En el armario de la habitación de Ñ nunca ha habido monstruos al acecho, monstruos surgidos de la imaginación y el descubrimiento, criaturas de fantasía y miedo. Bajo la cama de Ñ nunca se han ocultado monstruos extravagantes, espeluznantes, extraños, a la espera de asaltar la noche y provocar el miedo infantil, entrecortado y romo, inevitable, tan real en el pavoroso instante como pasajero lo hará el tiempo.
Y, sin embargo, un monstruo perverso y aterrador habita en la casa de Ñ. Y lo visita cada día.
Ñ sabe que viene cuando escucha el sonido amenazador de la llave en la cerradura abriendo la puerta, el golpe seco y siniestro que cierra la puerta, los pasos pesados y duros, a veces torpes y arrítmicos que se acercan, conocidos heraldos del miedo. Y ese olor, familiar y detestable, que todo lo inunda y precede las ansias malignas del monstruo.

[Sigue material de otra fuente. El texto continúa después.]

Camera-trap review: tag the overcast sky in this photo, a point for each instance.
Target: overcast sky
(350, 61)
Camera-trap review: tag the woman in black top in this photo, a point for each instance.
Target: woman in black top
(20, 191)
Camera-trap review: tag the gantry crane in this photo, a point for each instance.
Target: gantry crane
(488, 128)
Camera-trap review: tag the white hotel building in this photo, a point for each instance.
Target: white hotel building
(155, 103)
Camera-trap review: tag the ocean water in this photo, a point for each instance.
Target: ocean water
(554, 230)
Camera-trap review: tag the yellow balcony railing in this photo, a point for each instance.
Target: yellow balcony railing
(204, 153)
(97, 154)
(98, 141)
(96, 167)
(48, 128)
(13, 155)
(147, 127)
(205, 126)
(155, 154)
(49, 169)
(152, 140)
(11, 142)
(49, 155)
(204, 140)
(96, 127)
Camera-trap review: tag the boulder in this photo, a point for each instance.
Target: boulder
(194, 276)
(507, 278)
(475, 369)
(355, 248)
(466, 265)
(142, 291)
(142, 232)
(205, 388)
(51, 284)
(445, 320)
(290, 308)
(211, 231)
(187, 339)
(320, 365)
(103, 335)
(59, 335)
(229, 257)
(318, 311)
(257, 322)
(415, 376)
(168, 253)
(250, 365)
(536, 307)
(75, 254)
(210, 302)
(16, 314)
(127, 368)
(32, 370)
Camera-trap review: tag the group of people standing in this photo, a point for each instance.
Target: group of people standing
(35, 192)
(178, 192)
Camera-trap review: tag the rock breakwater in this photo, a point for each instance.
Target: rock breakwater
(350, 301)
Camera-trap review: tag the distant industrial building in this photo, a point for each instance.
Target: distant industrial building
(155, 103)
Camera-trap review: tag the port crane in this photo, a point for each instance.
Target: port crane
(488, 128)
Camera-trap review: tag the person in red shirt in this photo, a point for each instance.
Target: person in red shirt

Ñ se abraza a su peluche robusto y alado, se encarama a su lomo y vuela a través de la ventana cerrada, de la ventana abierta al otro lado, a un mundo lejano donde el monstruo no es capaz de llegar.
Cuando el monstruo se aleja, ya satisfecha y cumplida su aviesa maldad, Ñ regresa con el cuerpo menudo dolorido una vez más, con la piel tierna lacerada una vez más, con la vida de corta andadura herida una vez más. Y mira el armario desierto de imaginación, y busca bajo la cama huérfana de fantasía, soñando con los monstruos imaginados que habitan el miedo entrecortado y romo de aquellas Ñ que encuentran consuelo en la ternura de mamá y papá.